Despite these inconsistencies, doctors continue to diagnose sciatica due to an unverified spinal source, simply because an lumbar irregularity is present and some radicular pain radiates into the legs. Their limited scope sees this neurological pain as a definitive indicator of nerve root compression, also called a pinched nerve, and no other explanation is even considered. This is a huge blunder and is the primary reason why so many patients do not find relief even after undergoing several treatments which target these incidental lumbar abnormalities.
Now, if a pathological component can be identified and documented, such as correlated symptoms definitively sourced by a pinched nerve in the lumbar spine, therapies will usually prove successful. However, this efficacy is the exception to the rule of failed treatment.
Ischemic Lower Back and Buttocks Pain
The enlightened approach to back care understands that ischemia is the logical source of some sciatica conditions. Ischemia will immediately affect the nerve tissue, causing the variable symptomology associated with sciatica, as well as the muscular spasms and other soft tissue pains not easily explained from a diagnosed spinal source. Ischemia is often to blame for symptomatic expressions which do not correlate to scapegoat structural issues in the lumbar spine.

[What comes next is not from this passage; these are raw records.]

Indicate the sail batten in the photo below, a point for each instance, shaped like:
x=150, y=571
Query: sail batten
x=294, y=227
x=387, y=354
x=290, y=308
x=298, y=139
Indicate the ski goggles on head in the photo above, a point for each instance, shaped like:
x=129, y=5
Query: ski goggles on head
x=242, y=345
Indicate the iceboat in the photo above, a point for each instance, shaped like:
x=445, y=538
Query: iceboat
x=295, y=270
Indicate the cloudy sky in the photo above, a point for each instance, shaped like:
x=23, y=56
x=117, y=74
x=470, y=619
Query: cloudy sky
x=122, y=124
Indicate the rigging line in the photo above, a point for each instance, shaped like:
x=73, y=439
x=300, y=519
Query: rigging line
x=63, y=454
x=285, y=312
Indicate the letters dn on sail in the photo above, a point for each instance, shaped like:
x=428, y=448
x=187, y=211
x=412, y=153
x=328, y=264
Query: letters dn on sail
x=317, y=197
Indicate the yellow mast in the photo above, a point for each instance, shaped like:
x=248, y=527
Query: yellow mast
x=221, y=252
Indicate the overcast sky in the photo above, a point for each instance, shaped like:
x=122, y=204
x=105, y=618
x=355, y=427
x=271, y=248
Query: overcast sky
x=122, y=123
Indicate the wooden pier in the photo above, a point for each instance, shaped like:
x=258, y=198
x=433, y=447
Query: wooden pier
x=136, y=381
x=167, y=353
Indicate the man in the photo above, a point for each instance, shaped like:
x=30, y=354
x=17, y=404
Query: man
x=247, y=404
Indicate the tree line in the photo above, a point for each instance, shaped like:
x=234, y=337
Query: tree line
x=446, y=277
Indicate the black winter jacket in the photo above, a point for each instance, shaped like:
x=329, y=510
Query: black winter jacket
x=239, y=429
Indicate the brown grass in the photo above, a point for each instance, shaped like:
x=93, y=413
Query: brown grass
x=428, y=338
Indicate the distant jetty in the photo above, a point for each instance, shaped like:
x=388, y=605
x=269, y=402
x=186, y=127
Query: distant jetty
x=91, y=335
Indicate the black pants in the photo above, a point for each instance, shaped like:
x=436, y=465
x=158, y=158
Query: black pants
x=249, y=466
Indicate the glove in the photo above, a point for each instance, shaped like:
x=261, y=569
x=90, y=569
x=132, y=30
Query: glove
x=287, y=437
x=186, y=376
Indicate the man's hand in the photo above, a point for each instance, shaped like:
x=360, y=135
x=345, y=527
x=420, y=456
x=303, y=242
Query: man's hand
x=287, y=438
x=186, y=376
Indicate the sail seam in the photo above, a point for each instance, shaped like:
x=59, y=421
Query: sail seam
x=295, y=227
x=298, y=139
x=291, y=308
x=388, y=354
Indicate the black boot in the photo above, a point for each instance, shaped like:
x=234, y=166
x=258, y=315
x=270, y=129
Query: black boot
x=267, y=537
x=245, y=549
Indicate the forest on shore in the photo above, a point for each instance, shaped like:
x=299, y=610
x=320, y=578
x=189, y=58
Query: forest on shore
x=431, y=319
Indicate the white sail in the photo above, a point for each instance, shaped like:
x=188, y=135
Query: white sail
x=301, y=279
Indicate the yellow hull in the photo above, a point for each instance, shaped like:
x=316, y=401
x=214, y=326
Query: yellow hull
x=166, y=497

Ischemia can be created by a structural condition or disease process, but is most often the direct result of the interaction between the mind and body. That’s right, psychosomatic sciatica does exist, and is in fact, one of the more prevalent forms of unresponsive nerve pain in existence today.

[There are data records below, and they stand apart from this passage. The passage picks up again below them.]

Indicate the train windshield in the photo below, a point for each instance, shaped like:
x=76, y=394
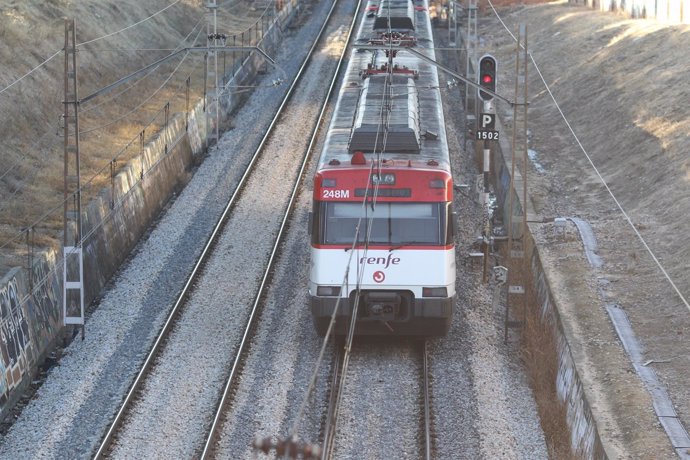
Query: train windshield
x=424, y=224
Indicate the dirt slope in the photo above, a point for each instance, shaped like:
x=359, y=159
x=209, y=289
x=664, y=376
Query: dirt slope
x=31, y=31
x=622, y=84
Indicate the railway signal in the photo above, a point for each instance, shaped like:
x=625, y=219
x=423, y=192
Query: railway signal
x=487, y=76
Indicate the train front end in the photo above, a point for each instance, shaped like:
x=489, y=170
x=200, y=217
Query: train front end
x=382, y=241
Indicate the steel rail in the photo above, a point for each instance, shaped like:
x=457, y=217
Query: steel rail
x=209, y=446
x=427, y=408
x=203, y=258
x=329, y=431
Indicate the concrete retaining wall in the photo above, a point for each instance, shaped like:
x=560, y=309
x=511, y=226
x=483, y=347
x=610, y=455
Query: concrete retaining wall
x=585, y=440
x=31, y=303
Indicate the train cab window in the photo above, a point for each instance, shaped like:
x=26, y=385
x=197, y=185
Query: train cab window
x=388, y=224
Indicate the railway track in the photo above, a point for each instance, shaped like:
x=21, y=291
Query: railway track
x=337, y=391
x=243, y=200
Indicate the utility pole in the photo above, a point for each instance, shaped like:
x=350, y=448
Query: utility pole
x=212, y=45
x=517, y=257
x=73, y=261
x=470, y=71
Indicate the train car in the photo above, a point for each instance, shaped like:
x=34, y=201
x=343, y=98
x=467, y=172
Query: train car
x=382, y=225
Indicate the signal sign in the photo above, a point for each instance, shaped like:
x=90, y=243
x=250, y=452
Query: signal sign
x=487, y=76
x=486, y=131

Being that the condition is so frequently misdiagnosed, it is no wonder that the majority of treatment options for chronic mindbody sciatic nerve pain demonstrate such poor statistics for actually curing the symptoms.
Lumbar Spine and Buttocks Pain Ordeal
My earliest back pain experiences hit me in these locations the hardest. Yes, I did suffer radiating leg pain starting at the age of 16, but the really agonizing and disturbing sensations were definitely in my lower back, buttocks and rear pelvis. Specifically, I felt as if there was some painful force pushing my pelvis forward, as if my spine were trying to escape out the front of my body. This pressure and pain destroyed my posture and created a very noticeable hypolordosis condition in my lumbar spine. The muscles were strained so much that I completely lost the natural curvature in my lower back. Although this symptomatic expression eventually resolved, it recurred often, especially during the first 12 years of my back pain journey.

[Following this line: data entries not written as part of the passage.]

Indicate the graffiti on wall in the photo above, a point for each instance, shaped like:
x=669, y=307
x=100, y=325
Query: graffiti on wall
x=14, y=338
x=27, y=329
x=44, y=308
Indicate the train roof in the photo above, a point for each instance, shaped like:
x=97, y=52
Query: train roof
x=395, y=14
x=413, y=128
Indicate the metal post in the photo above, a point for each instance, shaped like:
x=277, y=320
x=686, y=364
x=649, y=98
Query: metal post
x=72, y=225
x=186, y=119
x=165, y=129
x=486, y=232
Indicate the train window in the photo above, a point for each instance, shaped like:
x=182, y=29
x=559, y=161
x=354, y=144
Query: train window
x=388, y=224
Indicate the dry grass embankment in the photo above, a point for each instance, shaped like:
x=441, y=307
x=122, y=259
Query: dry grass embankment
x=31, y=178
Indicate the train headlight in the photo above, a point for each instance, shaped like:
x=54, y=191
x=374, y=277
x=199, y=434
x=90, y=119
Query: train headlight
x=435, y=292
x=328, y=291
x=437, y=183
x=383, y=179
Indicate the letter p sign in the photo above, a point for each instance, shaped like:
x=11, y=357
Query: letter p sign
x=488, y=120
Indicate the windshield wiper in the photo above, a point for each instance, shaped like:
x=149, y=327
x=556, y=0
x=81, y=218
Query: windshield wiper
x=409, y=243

Lower back pain is no fun and discomfort in the buttocks muscles is, well, a real pain in the butt: literally! This is no laughing matter. I understand the discomfort of severe pain in the lowest spinal regions. This syndrome makes normal movement impossible and drains the strength from your entire lower body. Pure torture.
If you have not found relief from lower back and buttocks pain after undergoing treatment for lumbar spinal issues, it might be worth expanding your diagnostic possibilities to include muscle imbalances, localized soft tissue injury, neuropathy enacted by diabetes or disease and oxygen deprivation of the lumbar nerve roots or the sciatic nerve itself.